AI models are quickly becoming truly multimodal. They now generate and understand text, images, video, music, code, and ideas. GPT-5, and GPT-5 class models, are coming. And these tools enable creative output at scale.

"Agencies aren't just competing with each other anymore," says Roetzer. "They're now competing with $20 a month technology that does things that used to require 30 person teams in all these different disciplines in creative, strategy, design, video production, audio production, and more."

That raises uncomfortable questions about agencies.

"What won’t I be able to do with one of these models that I would usually pay a big agency for?," asks Roetzer. Do we need as many humans doing creative when AI is great at creative? Does an agency need as many people overall given AI's capabilities?

And it's not clear agencies are moving fast enough

And it's not clear that agencies like WPP are moving fast enough. Or taking the speed of AI seriously enough.

WPP is already struggling. Despite the AI investments, the business simply isn't growing that much right now. The company's organic revenue was up just 0.3% in Q4 as clients tighten belts.
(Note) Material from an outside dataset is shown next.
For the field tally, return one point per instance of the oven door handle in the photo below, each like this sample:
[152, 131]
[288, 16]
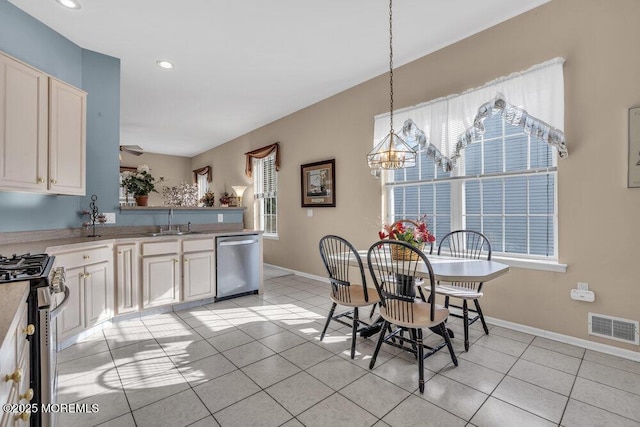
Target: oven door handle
[60, 306]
During recent earnings reports, WPP's CEO Mark Read commented on OpenAI's Sora, which generates videos. When asked about the impact on WPP's business, Read responded:

“I don’t think it changes our strategy ... I think it reinforces what we are doing. What clients need is work that’s copyright-proof, that [is] able to accurately represent their brands and reality. And Sora is not yet at that stage.” 

"That's a dangerous response," says Roetzer, given that Sora is still in limited preview and we don't fully know what it's capable of.